And about the Drag'n'derp - it's literally that simple to copy ROMs and save data to and from the cart. I have used it with Mac OSX, Ubuntu, and Windows and had no problem dragging files on the cart I want to back up into folders on my PC, then dragging ROMs and saves from the PC onto the cart window. It's literally that easy. No drivers, no worrying. You pay for utter convenience with this cartridge, and the peace of mind knowing it will work reliably and never lose a save.


----------



## wyndcrosser (Feb 10, 2014)

This one works for me.

http://store.kitsch-bent.com/product/usb-64m-smart-card

With this menu

http://thegaminguniverse.org/ninjagaiden4/mottzilla/smartcard.html and patched using any of the patches shown below in this web site.
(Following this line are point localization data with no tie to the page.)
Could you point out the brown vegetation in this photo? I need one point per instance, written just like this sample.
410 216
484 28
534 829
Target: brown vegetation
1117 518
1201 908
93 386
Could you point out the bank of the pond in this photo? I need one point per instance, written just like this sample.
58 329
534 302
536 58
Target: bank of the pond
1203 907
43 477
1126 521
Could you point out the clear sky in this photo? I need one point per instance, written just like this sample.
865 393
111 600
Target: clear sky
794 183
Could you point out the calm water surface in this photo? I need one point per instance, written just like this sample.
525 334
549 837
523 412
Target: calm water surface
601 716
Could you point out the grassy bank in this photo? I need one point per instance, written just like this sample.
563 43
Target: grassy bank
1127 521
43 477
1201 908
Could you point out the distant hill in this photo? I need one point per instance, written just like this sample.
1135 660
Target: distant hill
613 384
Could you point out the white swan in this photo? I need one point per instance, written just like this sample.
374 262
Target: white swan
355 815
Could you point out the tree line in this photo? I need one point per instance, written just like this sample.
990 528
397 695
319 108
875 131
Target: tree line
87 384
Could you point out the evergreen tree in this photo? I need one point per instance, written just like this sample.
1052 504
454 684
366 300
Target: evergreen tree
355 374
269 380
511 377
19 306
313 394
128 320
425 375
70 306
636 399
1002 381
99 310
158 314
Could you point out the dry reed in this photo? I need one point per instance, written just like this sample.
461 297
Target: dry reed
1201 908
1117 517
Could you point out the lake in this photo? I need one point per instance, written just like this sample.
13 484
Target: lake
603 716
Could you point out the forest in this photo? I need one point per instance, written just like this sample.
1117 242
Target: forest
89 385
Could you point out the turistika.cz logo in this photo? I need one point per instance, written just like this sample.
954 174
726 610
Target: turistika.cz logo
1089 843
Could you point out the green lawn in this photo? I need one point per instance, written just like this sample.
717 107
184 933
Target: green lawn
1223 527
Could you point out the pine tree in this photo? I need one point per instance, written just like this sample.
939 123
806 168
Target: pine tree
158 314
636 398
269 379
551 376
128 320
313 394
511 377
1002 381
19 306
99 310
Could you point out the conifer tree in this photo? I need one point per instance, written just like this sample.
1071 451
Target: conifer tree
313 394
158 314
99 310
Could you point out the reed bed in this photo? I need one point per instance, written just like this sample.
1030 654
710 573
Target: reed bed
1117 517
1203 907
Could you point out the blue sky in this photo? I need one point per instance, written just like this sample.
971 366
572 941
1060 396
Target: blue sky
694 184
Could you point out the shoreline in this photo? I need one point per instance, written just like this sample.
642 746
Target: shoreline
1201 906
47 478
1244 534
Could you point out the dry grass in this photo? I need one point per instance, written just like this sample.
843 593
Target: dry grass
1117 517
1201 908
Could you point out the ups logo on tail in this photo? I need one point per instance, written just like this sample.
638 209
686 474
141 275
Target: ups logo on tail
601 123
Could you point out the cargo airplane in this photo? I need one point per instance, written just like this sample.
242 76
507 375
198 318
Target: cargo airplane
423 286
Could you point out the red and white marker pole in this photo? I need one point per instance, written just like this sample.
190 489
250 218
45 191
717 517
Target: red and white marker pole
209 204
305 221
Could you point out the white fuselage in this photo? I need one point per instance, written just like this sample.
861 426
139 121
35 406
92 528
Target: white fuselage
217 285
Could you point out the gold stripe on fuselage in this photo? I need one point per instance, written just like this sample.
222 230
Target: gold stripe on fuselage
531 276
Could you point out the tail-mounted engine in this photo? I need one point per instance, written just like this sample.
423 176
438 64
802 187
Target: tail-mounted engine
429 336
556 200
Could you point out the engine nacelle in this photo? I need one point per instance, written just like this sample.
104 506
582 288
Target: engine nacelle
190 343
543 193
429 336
It's cheap and it works well.


----------



## Rockman GFF (Feb 10, 2014)

http://www.smartboycart.com/

This one works nicely. It's Single Boot based, so it can work nicely if you wanted Super Game Boy borders going. To order for around $50, you can use Paypal on the top side bar. You can also put in a note for your order if you want a Clear Blue or Clear Pink Cartridge.

The Software and Drivers also work perfect on newer versions of Windows. They are signed and 64-Bit OS compatible.

*Update:* It also works with RTC because of the Lithium Battery inside that you can change for saves and RTC. I can confirm this with my Pokemon Crystal working with my actual time I set it to when I burnt my game on in 2010ish.


----------



## Drenn (Feb 10, 2014)

LoggerMan said:


> My only real goal is to be able to play all of my childhood games in one cart, which I thought the DStwo would do (on the DSi XL the pixels are about the same size as the original Gameboy, but it won't emulate some games properly or at all). I don't suppose you know where I could find compatibility chart for the derp card? I'm guessing it's not very compatible at all, but I dig the simplicity of it appearing just as a thumb drive to a Mac/PC.


Hi. Which games are you referring to, that don't emulate properly?

The ems 64m is nice, compatibility is all-around good, and there are fixes for the problematic games. Capacity is limited if you want a lot of gbc games, but you can fit many small games.
I can't vouch for that everdrive gb, of course, but it looks nice. Might be more expensive, though.


----------



## frown (Feb 10, 2014)

wyndcrosser said:


> This one works for me.
> 
> http://store.kitsch-bent.com/product/usb-64m-smart-card
> 
> ...


 
Savefile management? Awesome.  
Thanks for pointing out this replacement menu. 
I have one of these, but I didn't know about this.


----------



## LoggerMan (Feb 11, 2014)

Drenn said:


> Hi. Which games are you referring to, that don't emulate properly?


 

For Gameboy the biggest one for me was Road Rash, the Oceanic version. It starts the menus but you can't play the game itself. And the GBA emulator I noticed in Mario and Luigi that the text doesn't show up properly and some sounds don't play properly (this discussion isn't about GBA though). I thought the DSi XL and DSTwo would be perfect, but it looks like if you want perfection then you need to use the real hardware.


----------



## IxthusTiger (Feb 11, 2014)

LoggerMan said:


> I thought the DSi XL and DSTwo would be perfect, but it looks like if you want perfection then you need to use the real hardware.


 
How long ago did you test the DSTWO emulator? There has been a fairly recent update that supposedly improves compatibility.


----------



## Drenn (Feb 11, 2014)

LoggerMan said:


> For Gameboy the biggest one for me was Road Rash, the Oceanic version. It starts the menus but you can't play the game itself. And the GBA emulator I noticed in Mario and Luigi that the text doesn't show up properly and some sounds don't play properly (this discussion isn't about GBA though). I thought the DSi XL and DSTwo would be perfect, but it looks like if you want perfection then you need to use the real hardware.


 
Haha this game is crazy. It doesn't work on bgb or lameboy, or many others I've tried, and I found out why in a gamefaqs review:


> this can only be played on the Game Boy Pocket or earlier (I'm being serious, it doesn't work on the Color or SP)


To my surprise, it actually runs in gameyob 0.5, but it has some strange slowdown issues. Anyway, you're right that you won't get perfection in emulators, since we don't have any bsnes-quality emulators for the gameboy.


----------



## wyndcrosser (Feb 14, 2014)

frown said:


> Savefile management? Awesome.
> Thanks for pointing out this replacement menu.
> I have one of these, but I didn't know about this.


 
I can show you had to edit the save file so you can extract specific games when you backup yours saved. Because you'll have 10 or 11 slots for saving, but it all saves to one file. I can make a thread for this too.


----------